What does “what is k_override on the plus tier” not mean?

This concept is sometimes invoked as a marketing word for “what is k_override on the plus tier”. The number cited above — On Outlier’s Plus tier, K=20 produces 1.59 tok/s with a 14.04 GB peak gene… — is the empirically measured one. If a cleaner number appears in someone’s pitch deck, ask for the provenance file that produced it; if there is no provenance file, treat the number as marketing.

Where can I read more about what is k_override on the plus tier?

The K-sweep raw artifacts (k_sweep_K4.json, K20.json, K32.json, K48.json plus matching .log files) live under sprints/v18_plus_ship/artifacts/; the harness is k_sweep.py in the same directory.

What other knobs were tested alongside K?

The 2026-04-30 Plus-tier work also probed cache_gb (4, 8, 12), OUTLIER_MMAP_EXPERTS (0, 1), and lazy_load (True, False). cache_gb=8 dominated 4 (cold-miss penalties) and tied 12 (no cache-hit lift at 8-prompt agg). OUTLIER_MMAP_EXPERTS=1 regressed throughput 8× on macOS and was retired. lazy_load=True was kept because the streaming-loader fix (commit 95c8cc8 on the v17 branch) made it strictly better.
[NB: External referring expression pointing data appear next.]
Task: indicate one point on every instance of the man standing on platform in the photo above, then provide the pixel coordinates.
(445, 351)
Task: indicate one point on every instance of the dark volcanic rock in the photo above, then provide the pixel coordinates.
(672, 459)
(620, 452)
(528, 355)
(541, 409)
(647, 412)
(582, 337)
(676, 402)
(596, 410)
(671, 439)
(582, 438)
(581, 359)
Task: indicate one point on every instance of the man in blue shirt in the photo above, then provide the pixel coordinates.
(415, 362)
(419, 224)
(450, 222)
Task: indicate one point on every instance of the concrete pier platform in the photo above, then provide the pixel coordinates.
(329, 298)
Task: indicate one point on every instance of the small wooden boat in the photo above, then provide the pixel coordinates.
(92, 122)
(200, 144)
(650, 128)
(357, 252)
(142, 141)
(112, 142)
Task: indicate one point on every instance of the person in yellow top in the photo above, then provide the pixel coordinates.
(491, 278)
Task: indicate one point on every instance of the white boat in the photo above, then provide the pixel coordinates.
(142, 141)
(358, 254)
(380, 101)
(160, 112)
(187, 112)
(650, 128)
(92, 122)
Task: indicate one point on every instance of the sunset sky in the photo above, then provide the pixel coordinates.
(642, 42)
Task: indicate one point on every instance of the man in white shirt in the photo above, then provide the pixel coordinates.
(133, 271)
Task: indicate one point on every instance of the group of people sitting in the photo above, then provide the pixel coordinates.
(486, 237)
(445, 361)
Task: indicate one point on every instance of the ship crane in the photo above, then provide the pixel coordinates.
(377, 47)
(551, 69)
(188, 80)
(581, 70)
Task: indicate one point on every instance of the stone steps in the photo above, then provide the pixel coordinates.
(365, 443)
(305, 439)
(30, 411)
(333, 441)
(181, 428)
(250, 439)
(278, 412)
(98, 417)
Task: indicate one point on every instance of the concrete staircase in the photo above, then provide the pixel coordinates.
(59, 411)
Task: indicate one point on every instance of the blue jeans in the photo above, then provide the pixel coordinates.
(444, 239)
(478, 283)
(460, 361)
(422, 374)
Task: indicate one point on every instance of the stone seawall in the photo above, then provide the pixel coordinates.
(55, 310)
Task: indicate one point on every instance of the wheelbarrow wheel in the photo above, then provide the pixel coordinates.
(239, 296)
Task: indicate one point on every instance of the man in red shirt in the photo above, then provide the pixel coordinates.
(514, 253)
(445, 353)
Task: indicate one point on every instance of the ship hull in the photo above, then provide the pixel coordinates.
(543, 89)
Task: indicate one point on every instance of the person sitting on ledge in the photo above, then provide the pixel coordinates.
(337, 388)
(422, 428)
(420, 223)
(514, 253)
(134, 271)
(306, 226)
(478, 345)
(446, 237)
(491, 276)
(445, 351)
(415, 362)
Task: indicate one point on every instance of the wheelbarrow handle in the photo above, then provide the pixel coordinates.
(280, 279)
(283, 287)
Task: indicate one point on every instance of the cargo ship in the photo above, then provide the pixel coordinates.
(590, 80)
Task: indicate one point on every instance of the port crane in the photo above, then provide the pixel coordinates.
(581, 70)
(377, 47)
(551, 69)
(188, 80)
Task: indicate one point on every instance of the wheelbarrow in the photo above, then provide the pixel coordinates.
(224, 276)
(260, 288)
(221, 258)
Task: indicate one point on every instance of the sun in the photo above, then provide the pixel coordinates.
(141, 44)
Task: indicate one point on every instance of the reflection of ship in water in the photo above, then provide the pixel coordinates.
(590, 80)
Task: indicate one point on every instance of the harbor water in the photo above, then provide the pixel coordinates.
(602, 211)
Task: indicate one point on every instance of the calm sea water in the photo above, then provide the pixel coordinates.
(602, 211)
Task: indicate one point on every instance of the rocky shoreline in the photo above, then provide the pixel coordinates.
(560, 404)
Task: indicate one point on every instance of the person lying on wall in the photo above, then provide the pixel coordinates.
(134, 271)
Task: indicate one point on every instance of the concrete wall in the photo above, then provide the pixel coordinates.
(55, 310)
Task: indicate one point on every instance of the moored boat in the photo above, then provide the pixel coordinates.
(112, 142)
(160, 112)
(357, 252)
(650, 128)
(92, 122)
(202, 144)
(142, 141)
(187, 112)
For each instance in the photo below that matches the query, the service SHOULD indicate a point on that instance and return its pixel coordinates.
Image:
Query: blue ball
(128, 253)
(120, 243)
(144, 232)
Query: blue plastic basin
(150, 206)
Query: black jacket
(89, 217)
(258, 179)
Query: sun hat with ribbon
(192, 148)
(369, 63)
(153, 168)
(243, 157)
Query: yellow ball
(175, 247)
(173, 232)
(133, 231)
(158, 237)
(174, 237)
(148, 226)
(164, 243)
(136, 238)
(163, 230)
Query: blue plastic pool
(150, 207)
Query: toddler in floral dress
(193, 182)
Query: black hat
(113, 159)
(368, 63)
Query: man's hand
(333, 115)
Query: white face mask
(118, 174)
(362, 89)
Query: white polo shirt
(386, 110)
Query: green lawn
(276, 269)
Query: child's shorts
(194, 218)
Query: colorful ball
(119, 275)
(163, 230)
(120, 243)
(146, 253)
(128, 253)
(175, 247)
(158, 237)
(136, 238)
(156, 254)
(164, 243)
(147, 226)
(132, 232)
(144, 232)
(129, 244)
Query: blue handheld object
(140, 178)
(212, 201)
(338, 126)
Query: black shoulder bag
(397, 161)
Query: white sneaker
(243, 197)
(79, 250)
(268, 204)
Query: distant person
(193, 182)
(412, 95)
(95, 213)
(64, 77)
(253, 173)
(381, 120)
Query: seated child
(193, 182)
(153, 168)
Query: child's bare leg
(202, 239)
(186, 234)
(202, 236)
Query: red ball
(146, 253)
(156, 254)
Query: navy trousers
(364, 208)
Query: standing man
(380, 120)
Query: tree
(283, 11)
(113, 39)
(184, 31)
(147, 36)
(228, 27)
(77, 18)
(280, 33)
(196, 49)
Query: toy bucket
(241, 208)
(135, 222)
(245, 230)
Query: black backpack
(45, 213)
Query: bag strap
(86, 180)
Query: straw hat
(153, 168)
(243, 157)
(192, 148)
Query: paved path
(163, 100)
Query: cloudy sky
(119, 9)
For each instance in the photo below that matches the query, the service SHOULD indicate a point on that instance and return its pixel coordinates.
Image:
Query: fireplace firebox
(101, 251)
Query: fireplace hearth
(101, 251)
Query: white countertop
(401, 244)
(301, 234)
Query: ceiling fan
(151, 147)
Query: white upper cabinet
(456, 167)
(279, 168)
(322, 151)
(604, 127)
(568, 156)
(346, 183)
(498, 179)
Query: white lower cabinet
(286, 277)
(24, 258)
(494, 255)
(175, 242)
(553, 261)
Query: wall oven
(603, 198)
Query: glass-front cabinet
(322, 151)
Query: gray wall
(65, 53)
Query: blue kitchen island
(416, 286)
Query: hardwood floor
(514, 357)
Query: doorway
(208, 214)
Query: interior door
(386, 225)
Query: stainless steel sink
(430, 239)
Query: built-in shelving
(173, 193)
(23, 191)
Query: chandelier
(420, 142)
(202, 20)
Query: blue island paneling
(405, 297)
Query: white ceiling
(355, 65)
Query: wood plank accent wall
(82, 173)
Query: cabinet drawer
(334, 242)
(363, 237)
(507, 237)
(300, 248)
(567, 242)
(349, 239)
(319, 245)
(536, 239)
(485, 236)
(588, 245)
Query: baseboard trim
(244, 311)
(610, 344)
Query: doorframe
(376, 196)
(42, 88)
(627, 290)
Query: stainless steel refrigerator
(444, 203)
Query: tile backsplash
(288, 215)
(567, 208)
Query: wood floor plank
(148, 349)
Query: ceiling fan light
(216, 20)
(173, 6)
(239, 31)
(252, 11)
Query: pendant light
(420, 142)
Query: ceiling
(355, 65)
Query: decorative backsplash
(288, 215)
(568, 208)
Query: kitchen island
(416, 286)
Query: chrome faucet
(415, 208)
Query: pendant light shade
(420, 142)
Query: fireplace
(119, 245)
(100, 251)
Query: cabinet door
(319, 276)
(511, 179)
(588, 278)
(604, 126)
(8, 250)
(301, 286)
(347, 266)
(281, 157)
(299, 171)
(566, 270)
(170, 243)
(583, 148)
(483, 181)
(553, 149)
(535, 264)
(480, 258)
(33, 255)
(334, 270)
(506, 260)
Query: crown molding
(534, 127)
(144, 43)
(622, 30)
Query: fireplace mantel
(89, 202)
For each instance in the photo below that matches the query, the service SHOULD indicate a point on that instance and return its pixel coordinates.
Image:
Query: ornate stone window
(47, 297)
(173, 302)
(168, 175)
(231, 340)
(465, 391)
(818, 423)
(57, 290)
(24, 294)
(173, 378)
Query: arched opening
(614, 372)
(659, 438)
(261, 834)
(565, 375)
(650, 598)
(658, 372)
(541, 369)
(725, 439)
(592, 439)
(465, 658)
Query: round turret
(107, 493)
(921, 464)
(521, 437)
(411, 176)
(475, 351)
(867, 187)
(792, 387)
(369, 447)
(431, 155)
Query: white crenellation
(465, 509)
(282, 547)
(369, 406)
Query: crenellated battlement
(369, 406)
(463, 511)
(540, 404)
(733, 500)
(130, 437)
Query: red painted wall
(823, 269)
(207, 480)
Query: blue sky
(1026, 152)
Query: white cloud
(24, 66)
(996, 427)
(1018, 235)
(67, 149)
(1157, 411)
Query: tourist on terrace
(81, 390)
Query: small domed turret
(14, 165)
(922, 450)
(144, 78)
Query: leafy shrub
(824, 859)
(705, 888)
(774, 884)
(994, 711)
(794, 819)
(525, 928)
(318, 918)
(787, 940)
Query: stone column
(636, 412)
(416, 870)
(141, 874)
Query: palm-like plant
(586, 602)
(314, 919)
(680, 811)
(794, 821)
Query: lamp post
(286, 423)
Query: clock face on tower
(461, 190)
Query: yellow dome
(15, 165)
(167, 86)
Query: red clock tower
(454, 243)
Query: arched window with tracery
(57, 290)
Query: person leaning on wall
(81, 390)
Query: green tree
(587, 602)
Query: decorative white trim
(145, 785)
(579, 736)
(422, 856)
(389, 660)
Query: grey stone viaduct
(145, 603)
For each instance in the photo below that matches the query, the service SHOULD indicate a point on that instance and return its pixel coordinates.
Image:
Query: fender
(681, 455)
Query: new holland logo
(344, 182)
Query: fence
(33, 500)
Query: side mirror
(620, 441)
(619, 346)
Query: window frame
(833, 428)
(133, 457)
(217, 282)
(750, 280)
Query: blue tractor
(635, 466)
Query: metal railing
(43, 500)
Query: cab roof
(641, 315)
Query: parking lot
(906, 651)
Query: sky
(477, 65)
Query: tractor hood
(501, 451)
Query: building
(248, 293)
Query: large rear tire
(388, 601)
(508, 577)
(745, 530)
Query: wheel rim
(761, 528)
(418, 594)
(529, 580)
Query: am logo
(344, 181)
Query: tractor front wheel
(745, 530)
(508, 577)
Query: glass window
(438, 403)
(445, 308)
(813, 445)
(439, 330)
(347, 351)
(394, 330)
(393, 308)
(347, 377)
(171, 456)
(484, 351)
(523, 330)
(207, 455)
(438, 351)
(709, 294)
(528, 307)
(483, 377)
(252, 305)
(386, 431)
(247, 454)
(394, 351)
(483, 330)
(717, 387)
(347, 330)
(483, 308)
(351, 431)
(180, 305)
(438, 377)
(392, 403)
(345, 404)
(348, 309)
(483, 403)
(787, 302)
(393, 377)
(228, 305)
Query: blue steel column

The locked Plus-tier configuration is therefore K_override=20, cache_gb=8.0, OUTLIER_MMAP_EXPERTS=0, lazy_load=True; this is what ships in v1.11.469.

How does “what is k_override on the plus tier” connect to specific tiers?

K_override is Plus-tier-only. The other six tiers either load entirely into unified memory or need not page experts; their inference path does not even consult the K_override knob.

What is the smallest configuration that exercises this concept?

You need at least 32 GB unified memory to load Plus with K_override=20. K_override=4 is testable at lower RAM but fails coherence; the locked production knob is K=20 and that is what the bench machine runs.

One unique number

On Outlier’s Plus tier, K=20 produces 1.59 tok/s with a 14.04 GB peak generation footprint, locked in by a 4-point sweep on 2026-05-01.

Download Outlier for Mac

Requires Apple Silicon (M1, M2, M3, or M4) — Intel Macs are not supported. macOS 12+.

Outlier runs entirely on your Mac. No prompts leave the device. macOS 12+ on Apple Silicon (arm64). Apache 2.0 model weights. Back to home.